Bid to ensure coordination among alliance partners
Pranjal Bhuyan
GUWAHATI, March 29: With focus shifting to Lower Assam, Central Assam and the Barak Valley, the opposition ‘grand alliance’ is confident about seamless transfer of votes among its constituent parties during the second and the third phases of the Assembly elections.
“Vote transfer among the grand alliance partners will be smooth. We have given particular attention to this point. There is absolute clarity on the matter. In seats where the Congress party is in fray as part of the seat-sharing arrangement, the votes of the other grand alliance constituents will come to us. And in constituencies where any of our partners is contesting, the votes of the Congress will get transferred to that particular ally,” Assam Pradesh Congress Committee (APCC) president Ripun Bora told this newspaper.
He added, “We have sensitized our party workers on the necessity of maintaining proper coordination with the allies at ground. And we are confident that there will be no complications in transfer of votes among the grand alliance partners.”
AIUDF leaders also made similar claims.
“Our leadership has sent out instructions emphasizing on proper coordination with the allies, including not only the Congress, but also the BPF and the Left parties. We have accordingly taken up joint activities,” said AIUDF general secretary Haidor Hussain Bora.
“AIUDF is canvassing in support of the Bodoland People’s Front (BPF) in the constituencies which have been allocated to the Hagrama Mohilary-led party and for the Congress candidates in the seats where they are in fray. Similarly, the leaders and workers of those parties are helping us in constituencies from which we are contesting. In Guwahati, our party’s representatives accompanied Congress candidates when they went to file nominations. There will be no problem in vote transfer among the grand alliance constituents on polling day,” he said.
“In the 2019 Lok Sabha polls, our party had successfully transferred the votes of its supporters to the Congress in Mangaldai, Silchar, Nagaon and Kaliabor seats even though there was no formal alliance between the two parties then. Congress won from Nagaon and Kaliabor only because our party’s supporters transferred their votes to it,” he added.

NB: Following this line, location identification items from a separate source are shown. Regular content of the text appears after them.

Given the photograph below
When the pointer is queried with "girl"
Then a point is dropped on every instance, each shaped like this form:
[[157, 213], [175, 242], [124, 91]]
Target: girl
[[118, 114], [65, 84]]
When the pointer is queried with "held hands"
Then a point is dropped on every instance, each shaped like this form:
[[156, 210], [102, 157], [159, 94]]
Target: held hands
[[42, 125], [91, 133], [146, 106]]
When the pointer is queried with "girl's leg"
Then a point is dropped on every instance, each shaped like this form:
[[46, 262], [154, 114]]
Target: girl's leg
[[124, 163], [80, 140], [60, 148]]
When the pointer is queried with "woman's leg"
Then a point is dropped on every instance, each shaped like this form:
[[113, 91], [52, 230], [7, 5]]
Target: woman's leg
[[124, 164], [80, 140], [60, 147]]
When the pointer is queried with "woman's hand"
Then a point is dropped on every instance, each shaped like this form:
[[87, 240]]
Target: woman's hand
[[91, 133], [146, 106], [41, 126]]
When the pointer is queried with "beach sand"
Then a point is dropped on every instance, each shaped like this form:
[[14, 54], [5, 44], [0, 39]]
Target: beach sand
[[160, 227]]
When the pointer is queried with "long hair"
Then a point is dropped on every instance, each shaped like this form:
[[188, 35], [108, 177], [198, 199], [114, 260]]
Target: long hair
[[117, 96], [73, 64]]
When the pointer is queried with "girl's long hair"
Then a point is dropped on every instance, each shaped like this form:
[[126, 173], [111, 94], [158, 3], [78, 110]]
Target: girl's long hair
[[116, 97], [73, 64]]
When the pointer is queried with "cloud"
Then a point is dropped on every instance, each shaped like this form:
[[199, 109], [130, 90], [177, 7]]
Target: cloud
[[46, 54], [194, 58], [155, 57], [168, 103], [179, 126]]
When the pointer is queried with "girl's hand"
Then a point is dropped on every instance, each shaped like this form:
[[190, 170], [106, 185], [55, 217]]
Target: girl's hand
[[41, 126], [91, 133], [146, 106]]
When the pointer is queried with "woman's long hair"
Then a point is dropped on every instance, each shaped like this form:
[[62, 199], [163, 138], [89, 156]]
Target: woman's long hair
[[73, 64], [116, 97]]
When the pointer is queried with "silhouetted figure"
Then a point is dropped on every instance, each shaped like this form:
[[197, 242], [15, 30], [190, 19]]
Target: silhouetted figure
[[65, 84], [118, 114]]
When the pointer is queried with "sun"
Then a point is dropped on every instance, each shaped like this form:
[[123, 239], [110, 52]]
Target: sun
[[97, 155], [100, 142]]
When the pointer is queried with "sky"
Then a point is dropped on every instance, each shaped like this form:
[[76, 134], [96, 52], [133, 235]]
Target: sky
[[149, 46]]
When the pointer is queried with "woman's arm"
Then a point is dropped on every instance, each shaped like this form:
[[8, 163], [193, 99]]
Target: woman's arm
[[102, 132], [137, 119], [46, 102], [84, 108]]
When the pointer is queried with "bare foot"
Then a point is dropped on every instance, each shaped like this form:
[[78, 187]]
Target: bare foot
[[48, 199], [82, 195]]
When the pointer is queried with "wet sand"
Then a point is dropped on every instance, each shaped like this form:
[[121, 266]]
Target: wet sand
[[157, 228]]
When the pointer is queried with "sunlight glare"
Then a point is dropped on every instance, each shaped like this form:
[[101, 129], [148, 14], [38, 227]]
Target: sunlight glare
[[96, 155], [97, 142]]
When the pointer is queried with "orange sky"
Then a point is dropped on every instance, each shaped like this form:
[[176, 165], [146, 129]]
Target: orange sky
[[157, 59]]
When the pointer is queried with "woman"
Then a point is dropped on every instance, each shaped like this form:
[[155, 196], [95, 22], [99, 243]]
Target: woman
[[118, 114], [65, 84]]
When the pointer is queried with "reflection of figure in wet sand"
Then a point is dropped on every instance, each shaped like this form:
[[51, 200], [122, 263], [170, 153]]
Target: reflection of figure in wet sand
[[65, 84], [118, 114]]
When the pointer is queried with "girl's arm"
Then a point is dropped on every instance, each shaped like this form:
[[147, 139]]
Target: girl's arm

Asked about constituencies where the AIUDF is in ‘friendly contest’ with the Congress in the second and the third phases, he said, “Such seats are mostly dominated by minority community voters. So we expect ‘tactical voting’ from the electorate in favour of only one ‘anti-BJP’ candidate in a particular constituency. The electorate will make sure that the BJP does not gain due to division of votes between the Congress and the AIUDF.”
The issue of vote transfer has greater relevance for the grand alliance in the seats of Phase II and Phase III as compared to the areas where polling took place in the first phase on March 27.
The Congress had contested as many as 43 out of the 47 seats which voted in the first phases and it had left only four constituencies for other partners of the grand alliance.
However, the ‘junior’ partners are in fray in greater number of seats in the later phases. The AIUDF has fielded 19 candidates and the BPF is contesting from 12 seats in areas which will go to the polls in the second and the third phases.
Meanwhile, sources in the grand alliance admitted that presence of ‘rebel’ candidates of the AIUDF may lead to some complications in a few constituencies.
“It may impact us in two or three seats where rebels are in fray as Independents after being denied tickets by the party. Such candidates could manage to wean away a segment of our traditional votes,” said another senior AIUDF leader.